Earlier in the year I wrote about areas of investment interest for 2010 and included Big Data aggregation, management, and data mining/processing. A couple of weeks ago I had attended Gigaom’s Structure 2010, a conference devoted to big data. As is also noted by Derrick Harris here there is a growing market of vendors that are working around open source tools to support big data initiatives. I wanted to summarize my thoughts from the conference but travel got in the way. When EMC’s acquisition of Greenplum was announced big data came to fore again since Greenplum had created a good implementation of MapReduce into its platform (even though I think EMC has been thinking along more traditional data warehousing lines with this acquisition).
- Only 10-20 companies have a good grasp of big data issues and are innovating in this area.
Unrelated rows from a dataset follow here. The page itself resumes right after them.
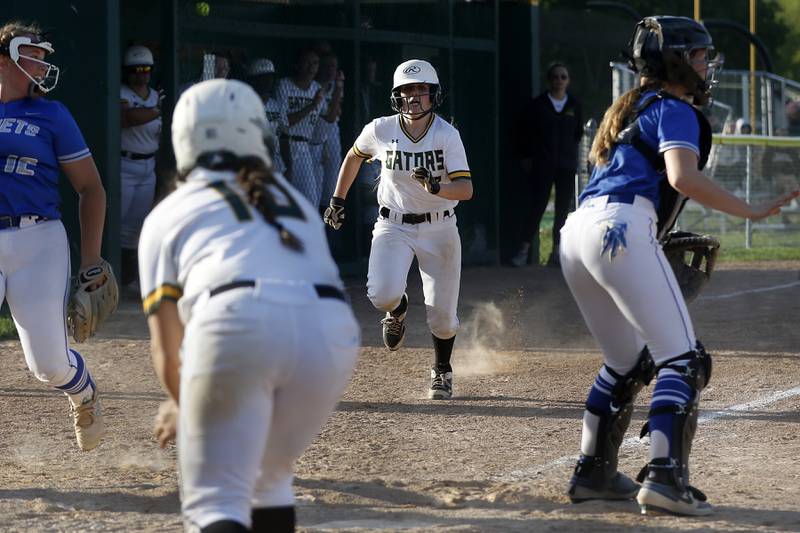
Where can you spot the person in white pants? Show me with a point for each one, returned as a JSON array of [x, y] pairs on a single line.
[[648, 154], [139, 136], [423, 177], [252, 334]]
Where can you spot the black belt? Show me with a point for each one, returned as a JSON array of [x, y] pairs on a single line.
[[323, 291], [7, 221], [411, 218], [134, 155]]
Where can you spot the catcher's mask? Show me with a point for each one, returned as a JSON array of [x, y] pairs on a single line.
[[10, 45], [412, 72], [661, 48], [218, 116]]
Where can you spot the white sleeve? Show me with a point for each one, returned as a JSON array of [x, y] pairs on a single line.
[[366, 145], [158, 272], [456, 157]]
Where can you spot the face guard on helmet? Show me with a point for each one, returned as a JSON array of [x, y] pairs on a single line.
[[662, 48], [412, 72], [217, 119], [48, 80]]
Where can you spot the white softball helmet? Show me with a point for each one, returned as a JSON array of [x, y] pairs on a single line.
[[137, 55], [47, 81], [415, 71], [218, 116], [261, 66]]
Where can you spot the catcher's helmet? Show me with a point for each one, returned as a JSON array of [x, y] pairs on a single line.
[[415, 71], [661, 47], [137, 55], [9, 46], [218, 116]]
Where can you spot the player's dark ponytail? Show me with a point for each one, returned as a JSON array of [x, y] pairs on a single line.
[[255, 178], [615, 120]]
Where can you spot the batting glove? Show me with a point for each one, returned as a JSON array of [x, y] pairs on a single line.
[[426, 179], [334, 214]]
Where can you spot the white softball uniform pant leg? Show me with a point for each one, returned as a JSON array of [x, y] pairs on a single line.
[[262, 371], [35, 266], [136, 197], [438, 249], [632, 298]]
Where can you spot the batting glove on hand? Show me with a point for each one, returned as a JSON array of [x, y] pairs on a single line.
[[334, 214], [426, 179]]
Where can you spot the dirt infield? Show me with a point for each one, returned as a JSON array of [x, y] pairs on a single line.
[[495, 458]]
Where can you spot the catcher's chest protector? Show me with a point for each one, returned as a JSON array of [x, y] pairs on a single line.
[[670, 201]]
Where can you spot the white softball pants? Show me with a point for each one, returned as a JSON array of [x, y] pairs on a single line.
[[138, 180], [34, 279], [262, 370], [631, 299], [437, 247]]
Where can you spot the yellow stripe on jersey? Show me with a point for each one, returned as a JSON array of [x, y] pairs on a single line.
[[164, 292], [360, 154], [459, 175]]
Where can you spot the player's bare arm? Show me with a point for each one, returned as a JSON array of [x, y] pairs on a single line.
[[85, 179], [683, 175], [166, 332], [347, 173]]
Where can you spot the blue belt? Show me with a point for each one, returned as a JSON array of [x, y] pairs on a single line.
[[13, 222], [621, 198]]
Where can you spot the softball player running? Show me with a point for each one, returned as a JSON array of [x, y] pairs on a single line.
[[424, 175], [648, 152], [39, 137], [240, 290]]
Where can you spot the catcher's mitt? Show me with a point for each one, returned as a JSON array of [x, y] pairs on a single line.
[[685, 252], [89, 305], [426, 179]]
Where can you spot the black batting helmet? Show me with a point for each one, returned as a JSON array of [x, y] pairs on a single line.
[[661, 47]]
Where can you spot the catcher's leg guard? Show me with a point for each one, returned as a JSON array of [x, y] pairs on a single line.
[[596, 475], [666, 480]]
Though many companies in the Fortune 1000 are starting to experiment with Hadoop, today only 10-20% of enterprises need big data solutions. This number could grow as high as 40-50% in 5 years.
- NoSQL databases are emerging as the preferred systems for storing and managing big data sets. The data in these sets is at the terabyte or petabyte scale, it is semi-structured, highly distributed, and much of it is of unknown value so it must be processed quickly to identify the interesting parts to keep. NoSQL databases provide efficient and effective storage, management and processing of such data sets at low cost. However, it is unlikely that these databases will evolve into general purpose platforms, like relational databases did. It will therefore be important to match the big data problem being solved to the right database. Data analysis and business intelligence are emerging as the best applications for taking full advantage of NoSQL databases. Almost every company that presented at the conference discussed such applications.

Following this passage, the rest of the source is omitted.